By Robin L. Flanigan

Seventy-three percent of patients at Finger Lakes Medical Associates in Geneva come from low-socioeconomic ZIP codes—areas that are typically linked to higher rates of uncontrolled blood pressure.

Despite this challenge, the Rochester Regional Health practice has a blood pressure control rate of 85%, including for those from low socioeconomic households. That unusually good rate matches the target set by Common Ground Health, which tracks hypertension control rates in nearly 200 practices across the Finger Lakes.

And the achievements don't stop there for a practice that draws from a fairly large geographic area, much of it rural. For example, the difference in blood pressure control rates between high socioeconomic status patients, who generally are easier to treat, and low socioeconomic status patients is usually about eight percentage points. At Finger Lakes Medical Associates, the difference is two percentage points.

“Overall, national data demonstrates that higher socioeconomic status practices do better at successfully controlling BP than lower socioeconomic status practices,” says Dr.
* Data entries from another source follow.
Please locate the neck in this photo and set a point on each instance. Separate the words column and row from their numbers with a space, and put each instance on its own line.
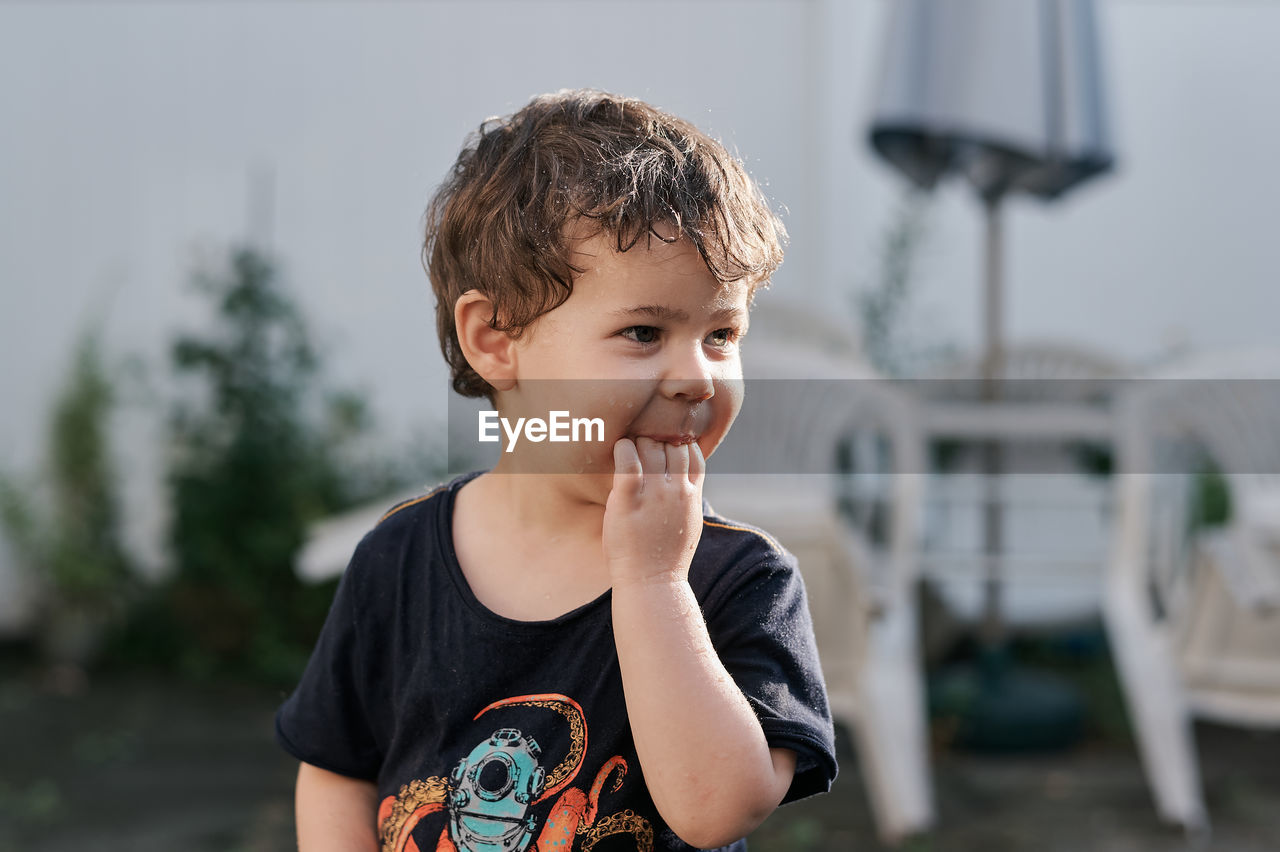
column 547, row 507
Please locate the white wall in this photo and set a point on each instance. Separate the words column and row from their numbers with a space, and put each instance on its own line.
column 131, row 129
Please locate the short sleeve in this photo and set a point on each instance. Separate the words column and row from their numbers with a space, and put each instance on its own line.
column 325, row 722
column 762, row 630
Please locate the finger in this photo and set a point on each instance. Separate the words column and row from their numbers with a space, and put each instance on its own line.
column 696, row 465
column 677, row 459
column 653, row 458
column 626, row 467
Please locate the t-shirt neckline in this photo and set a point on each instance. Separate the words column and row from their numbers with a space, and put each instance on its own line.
column 449, row 557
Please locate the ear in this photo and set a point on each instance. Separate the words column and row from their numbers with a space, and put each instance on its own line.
column 490, row 352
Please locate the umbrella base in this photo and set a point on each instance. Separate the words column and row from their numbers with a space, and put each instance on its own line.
column 996, row 706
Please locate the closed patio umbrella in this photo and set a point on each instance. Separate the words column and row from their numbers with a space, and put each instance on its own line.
column 1009, row 95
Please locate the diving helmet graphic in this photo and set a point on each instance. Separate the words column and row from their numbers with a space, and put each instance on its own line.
column 492, row 791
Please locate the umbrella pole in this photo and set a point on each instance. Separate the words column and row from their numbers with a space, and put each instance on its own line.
column 992, row 372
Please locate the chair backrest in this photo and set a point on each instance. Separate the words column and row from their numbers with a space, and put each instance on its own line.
column 1197, row 429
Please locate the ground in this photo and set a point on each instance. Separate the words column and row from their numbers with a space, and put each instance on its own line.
column 141, row 764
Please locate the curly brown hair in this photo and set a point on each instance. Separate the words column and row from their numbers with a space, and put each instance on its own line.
column 616, row 164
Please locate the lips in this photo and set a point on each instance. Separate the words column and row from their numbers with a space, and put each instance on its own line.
column 668, row 439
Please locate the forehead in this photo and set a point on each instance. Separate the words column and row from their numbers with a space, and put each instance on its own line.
column 653, row 270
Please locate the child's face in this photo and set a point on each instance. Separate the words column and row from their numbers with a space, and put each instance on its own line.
column 648, row 340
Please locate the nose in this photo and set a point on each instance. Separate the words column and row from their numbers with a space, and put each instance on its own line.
column 688, row 378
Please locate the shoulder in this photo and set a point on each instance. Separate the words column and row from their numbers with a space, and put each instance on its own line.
column 734, row 555
column 403, row 530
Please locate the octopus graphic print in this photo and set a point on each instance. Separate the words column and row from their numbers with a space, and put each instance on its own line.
column 496, row 797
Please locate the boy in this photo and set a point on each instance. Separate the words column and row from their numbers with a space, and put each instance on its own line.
column 570, row 651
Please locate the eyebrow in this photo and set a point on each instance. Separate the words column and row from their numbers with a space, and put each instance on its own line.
column 663, row 312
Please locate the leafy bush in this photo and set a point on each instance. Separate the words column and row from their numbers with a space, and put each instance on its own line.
column 256, row 456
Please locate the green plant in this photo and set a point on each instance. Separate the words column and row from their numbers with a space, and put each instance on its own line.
column 64, row 525
column 883, row 308
column 257, row 453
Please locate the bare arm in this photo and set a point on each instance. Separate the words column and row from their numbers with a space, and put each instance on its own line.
column 334, row 812
column 704, row 756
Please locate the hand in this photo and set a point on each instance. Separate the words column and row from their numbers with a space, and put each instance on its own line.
column 654, row 512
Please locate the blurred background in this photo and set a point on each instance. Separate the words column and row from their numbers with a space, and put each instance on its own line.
column 216, row 334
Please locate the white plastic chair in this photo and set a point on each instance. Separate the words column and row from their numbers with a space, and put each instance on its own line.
column 862, row 592
column 1192, row 614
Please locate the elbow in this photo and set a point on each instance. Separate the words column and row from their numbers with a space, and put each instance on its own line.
column 721, row 823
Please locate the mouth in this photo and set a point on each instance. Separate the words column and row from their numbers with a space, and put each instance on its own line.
column 668, row 439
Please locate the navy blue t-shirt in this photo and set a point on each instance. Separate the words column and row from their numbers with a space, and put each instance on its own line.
column 490, row 733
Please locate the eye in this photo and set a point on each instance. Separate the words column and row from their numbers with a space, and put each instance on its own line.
column 722, row 338
column 641, row 333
Howard Beckman, senior consultant with Common Ground. “But this low SES practice exceeded expectations at controlling BP in their patients.”

There is no one key to success. What has driven superior results for Finger Lakes Medical Associates has been a combination of experience, collaboration, and a culture that puts patients first.
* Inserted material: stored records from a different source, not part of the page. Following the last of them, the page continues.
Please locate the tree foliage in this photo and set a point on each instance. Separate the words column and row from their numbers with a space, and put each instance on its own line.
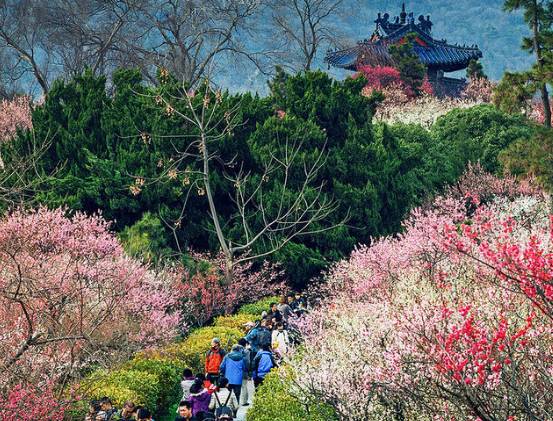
column 115, row 153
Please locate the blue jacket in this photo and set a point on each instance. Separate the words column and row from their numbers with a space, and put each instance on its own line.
column 262, row 364
column 257, row 337
column 233, row 367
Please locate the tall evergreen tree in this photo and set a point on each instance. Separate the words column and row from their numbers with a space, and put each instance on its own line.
column 411, row 70
column 475, row 70
column 538, row 16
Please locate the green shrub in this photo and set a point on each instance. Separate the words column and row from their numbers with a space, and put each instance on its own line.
column 236, row 321
column 191, row 352
column 255, row 309
column 273, row 401
column 168, row 376
column 121, row 385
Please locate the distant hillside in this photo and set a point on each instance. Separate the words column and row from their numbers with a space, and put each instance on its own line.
column 497, row 33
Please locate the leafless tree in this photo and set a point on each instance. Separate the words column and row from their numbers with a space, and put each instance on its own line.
column 21, row 179
column 265, row 225
column 304, row 27
column 46, row 39
column 195, row 38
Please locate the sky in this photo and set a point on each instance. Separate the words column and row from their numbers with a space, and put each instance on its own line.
column 497, row 33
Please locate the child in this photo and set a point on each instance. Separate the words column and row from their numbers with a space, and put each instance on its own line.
column 199, row 397
column 186, row 383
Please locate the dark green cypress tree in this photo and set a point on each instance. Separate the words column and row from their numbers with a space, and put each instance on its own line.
column 411, row 70
column 538, row 14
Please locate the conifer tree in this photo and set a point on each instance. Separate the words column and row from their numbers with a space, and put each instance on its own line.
column 411, row 70
column 475, row 70
column 538, row 16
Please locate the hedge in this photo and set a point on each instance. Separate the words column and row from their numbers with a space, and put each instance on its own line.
column 273, row 401
column 255, row 309
column 141, row 387
column 236, row 321
column 152, row 377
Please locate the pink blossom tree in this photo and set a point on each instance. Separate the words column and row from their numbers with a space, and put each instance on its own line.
column 449, row 320
column 14, row 114
column 205, row 294
column 69, row 296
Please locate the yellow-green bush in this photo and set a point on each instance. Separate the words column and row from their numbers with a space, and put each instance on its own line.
column 191, row 351
column 236, row 321
column 121, row 385
column 194, row 348
column 273, row 401
column 168, row 376
column 258, row 307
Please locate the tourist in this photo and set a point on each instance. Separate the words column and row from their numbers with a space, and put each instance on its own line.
column 259, row 336
column 301, row 306
column 126, row 413
column 186, row 382
column 274, row 315
column 205, row 416
column 185, row 412
column 94, row 408
column 284, row 309
column 143, row 414
column 199, row 397
column 292, row 302
column 233, row 369
column 280, row 340
column 224, row 414
column 223, row 396
column 107, row 407
column 263, row 363
column 247, row 383
column 213, row 359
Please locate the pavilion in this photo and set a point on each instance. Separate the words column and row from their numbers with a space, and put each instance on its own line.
column 438, row 56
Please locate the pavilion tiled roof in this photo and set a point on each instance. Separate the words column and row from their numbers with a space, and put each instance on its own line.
column 433, row 53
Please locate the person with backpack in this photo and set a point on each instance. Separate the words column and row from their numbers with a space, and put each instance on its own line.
column 245, row 393
column 259, row 336
column 199, row 397
column 233, row 368
column 185, row 412
column 213, row 359
column 280, row 341
column 186, row 383
column 263, row 363
column 223, row 397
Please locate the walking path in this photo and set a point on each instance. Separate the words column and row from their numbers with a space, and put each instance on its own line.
column 241, row 415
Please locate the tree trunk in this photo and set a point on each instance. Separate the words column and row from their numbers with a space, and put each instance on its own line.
column 539, row 60
column 546, row 106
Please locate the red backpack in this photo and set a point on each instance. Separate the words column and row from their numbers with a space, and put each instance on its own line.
column 213, row 361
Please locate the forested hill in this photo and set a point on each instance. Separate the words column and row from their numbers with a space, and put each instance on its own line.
column 497, row 33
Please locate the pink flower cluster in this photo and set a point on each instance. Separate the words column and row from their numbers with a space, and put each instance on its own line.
column 204, row 293
column 70, row 296
column 31, row 404
column 14, row 114
column 449, row 320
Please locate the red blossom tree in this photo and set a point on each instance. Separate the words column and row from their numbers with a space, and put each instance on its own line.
column 454, row 314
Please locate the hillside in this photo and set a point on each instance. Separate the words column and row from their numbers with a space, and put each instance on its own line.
column 497, row 33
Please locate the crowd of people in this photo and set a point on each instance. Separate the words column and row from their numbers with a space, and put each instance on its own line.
column 229, row 379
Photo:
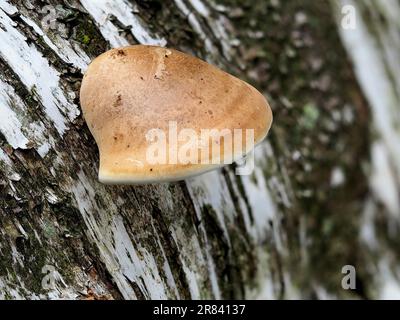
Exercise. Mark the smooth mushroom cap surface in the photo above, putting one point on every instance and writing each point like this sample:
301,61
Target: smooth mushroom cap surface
128,91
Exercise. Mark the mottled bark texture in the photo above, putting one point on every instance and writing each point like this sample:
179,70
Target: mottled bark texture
286,231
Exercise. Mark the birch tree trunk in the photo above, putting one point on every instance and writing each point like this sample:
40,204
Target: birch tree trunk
324,194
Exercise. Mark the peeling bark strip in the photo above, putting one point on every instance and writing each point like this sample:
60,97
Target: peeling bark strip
284,232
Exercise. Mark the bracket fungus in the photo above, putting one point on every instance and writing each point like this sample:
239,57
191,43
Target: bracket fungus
157,114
“We have a population that really needs reminders, and when they don't show up we try to contact them to reschedule,” says Dr. Mark Ryan, who has worked in this location since 1988. Two of his partners have been there even longer.
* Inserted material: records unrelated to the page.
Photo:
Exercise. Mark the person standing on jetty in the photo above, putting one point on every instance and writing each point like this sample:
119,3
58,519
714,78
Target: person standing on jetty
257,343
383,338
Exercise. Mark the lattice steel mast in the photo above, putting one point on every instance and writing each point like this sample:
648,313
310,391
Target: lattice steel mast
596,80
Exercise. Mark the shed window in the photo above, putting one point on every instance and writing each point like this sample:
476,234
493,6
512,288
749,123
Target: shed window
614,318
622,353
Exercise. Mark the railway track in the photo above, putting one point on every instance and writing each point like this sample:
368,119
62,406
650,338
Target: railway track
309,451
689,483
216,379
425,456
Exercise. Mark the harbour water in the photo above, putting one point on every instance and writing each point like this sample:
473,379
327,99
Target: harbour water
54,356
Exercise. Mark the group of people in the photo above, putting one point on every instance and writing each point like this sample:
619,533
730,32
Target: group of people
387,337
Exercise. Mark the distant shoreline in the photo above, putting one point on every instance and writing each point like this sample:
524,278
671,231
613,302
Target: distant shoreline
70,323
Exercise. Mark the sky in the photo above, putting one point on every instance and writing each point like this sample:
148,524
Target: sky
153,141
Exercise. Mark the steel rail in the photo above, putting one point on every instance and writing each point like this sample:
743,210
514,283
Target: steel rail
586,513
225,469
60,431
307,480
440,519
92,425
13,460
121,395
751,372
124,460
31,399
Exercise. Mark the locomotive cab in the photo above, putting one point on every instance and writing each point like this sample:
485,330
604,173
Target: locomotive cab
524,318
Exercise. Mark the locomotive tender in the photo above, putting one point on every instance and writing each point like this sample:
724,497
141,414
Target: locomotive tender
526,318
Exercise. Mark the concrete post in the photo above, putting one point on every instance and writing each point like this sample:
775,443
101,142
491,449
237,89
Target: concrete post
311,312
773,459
That amount of time together has created a highly effective team, one buoyed by the multi-specialty nature of the practice, in which cardiologists, nephrologists, and other physicians are easily accessible for curbside consults.

An essential member of that team has been a care manager responsible for identifying barriers to care—such as lack of transportation or access to food—and promoting population-based medicine.

The practice also credits an innovative feature in its electronic medical record system that flags abnormal blood pressure readings with a pop-up window.

Explains Dr. Arthur Equinozzi, who has been at the practice since 2001: “In years gone by, we may have been more inclined to say, ‘Maybe you're nervous today. Let's re-check it again next time.’ But I think we're being much more attentive and aggressive and saying, ‘This pressure is high. We need to address it and get you to a safer level.’”

Even when pressed for time, Equinozzi and his colleagues emphasize the value of taking an extra minute to explain the importance of adhering to agreed-upon medical treatment plans and necessary lifestyle changes aimed at preventing long-term health problems. When patients have a better understanding of what they're facing, they seem to take a more active role in their care.

“If I do my job well, nothing happens,” says Dr. Ryan. “They don't have a heart attack, they don't have a stroke, they don't go into kidney failure. It’s about prevention. It’s not as glamorous as what you see on TV, that saved-from-the-brink drama, so it's nice to have some reinforcement that what you're doing is making a difference.”